Pope Benedict on Baby Names: A global game of telephone
Headlines from around the world today:
Pope rails against rise of un-Christian names
The Pope has warned parents against giving children celebrity-inspired names and urged them to turn to the Bible for inspiration instead.
- The Daily Telegraph, U.K.
Look to Bible, not Hollywood: pope
- Montreal Gazette, Canada
Pope blasts star names
- The Age, Australia
From these, you might gather that Pope Benedict XVI made remarks critical of modern naming trends, and placed the blame on parents' imitation of Hollywood celebrities. Strangely, you would be completely wrong.
The headlines were prompted by a Papal homily following a cherished annual rite: the baptism of 21 infants at the Sistine Chapel to mark the close of the Christmas season. The theme of the Pope's address was the gift and responsibility of baptism, with the pontiff encouraging his flock to "rediscover the beauty of being baptized."
You can read the Catholic News Service report on the event. If you do, you'll notice that the word "name" is not even mentioned. Curious, eh?
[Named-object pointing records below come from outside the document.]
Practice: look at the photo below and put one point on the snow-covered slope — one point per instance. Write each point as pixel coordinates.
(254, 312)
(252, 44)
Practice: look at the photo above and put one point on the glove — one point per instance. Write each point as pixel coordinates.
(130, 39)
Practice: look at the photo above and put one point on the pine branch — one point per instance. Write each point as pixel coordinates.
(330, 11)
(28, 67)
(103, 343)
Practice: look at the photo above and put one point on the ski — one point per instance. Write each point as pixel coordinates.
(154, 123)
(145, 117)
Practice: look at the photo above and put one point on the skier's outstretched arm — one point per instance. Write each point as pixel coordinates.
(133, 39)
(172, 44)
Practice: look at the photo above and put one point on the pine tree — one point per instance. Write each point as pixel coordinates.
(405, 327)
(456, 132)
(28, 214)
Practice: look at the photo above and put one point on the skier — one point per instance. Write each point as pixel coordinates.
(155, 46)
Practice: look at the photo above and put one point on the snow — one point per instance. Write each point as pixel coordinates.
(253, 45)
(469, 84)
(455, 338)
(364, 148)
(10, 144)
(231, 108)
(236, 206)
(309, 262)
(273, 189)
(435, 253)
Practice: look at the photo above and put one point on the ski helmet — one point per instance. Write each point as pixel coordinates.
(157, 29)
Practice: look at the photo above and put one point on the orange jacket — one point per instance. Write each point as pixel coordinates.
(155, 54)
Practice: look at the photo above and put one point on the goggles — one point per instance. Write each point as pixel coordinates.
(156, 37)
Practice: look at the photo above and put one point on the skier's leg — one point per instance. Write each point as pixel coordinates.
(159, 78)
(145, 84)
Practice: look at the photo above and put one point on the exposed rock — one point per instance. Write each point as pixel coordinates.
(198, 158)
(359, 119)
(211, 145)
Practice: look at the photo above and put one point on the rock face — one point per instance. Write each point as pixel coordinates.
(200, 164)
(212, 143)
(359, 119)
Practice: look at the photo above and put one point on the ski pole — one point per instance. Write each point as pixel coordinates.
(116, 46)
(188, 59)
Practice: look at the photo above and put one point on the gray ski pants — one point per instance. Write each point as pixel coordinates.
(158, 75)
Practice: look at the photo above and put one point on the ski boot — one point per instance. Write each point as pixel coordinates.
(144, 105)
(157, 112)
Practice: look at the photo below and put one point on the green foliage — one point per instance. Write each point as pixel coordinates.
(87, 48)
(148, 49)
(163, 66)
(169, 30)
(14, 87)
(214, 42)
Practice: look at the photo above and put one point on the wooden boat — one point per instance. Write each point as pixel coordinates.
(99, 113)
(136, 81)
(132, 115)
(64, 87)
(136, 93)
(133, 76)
In fact, "name" appears only once in the homily itself, in a discussion of the transformational power of baptism:
"It is not by chance, in fact, that every baptized person acquires the character of the Son, starting from their Christian name, an indisputable sign that the Holy Spirit brings man to be born again from the womb of the Church. Blessed Antonio Rosmini says that 'the baptized person undergoes a secret but most powerful operation by which he is raised up to the supernatural order, he is placed in communication with God.'"
So how the heck do you get from that to "Pope blasts star names"?
As far as I can tell, one enterprising reporter, most likely at the Daily Telegraph, saw a hook to talk about wacky celebrity baby names. Ooh, a chance to bash Becks and Gwyneth! So the reporter took some liberties interpreting the homily. In the Telegraph, statements the Pope made about baptism (an "indelible seal") were said to have been made about names instead. A better story that way, no?
Not to be outdone, reporters at other outlets embellished the story, sometimes adding brand-new papal quotes about names. From Fox News: "The pope added that family life is 'being threatened' with the use of non-Christian names."
Continuing our global game of telephone, more and more outlets picked up the fascinating story of the Pope's assault on baby names. Reading his actual homily, though, must have been too much work. Instead, they devoted their efforts to thinking up celebrity baby names that were sure to make the Pope's hit list. Amusingly, a number of the "wacky" examples cited, like Falco and Cruz, are actually classic saintly names.
In the end, I think this fake story had legs for the same reasons that urban legend names do. It's something that people want to believe. Bashing celebrity baby names has become a global bloodsport, and enlisting the Pope is a handy way to legitimize it.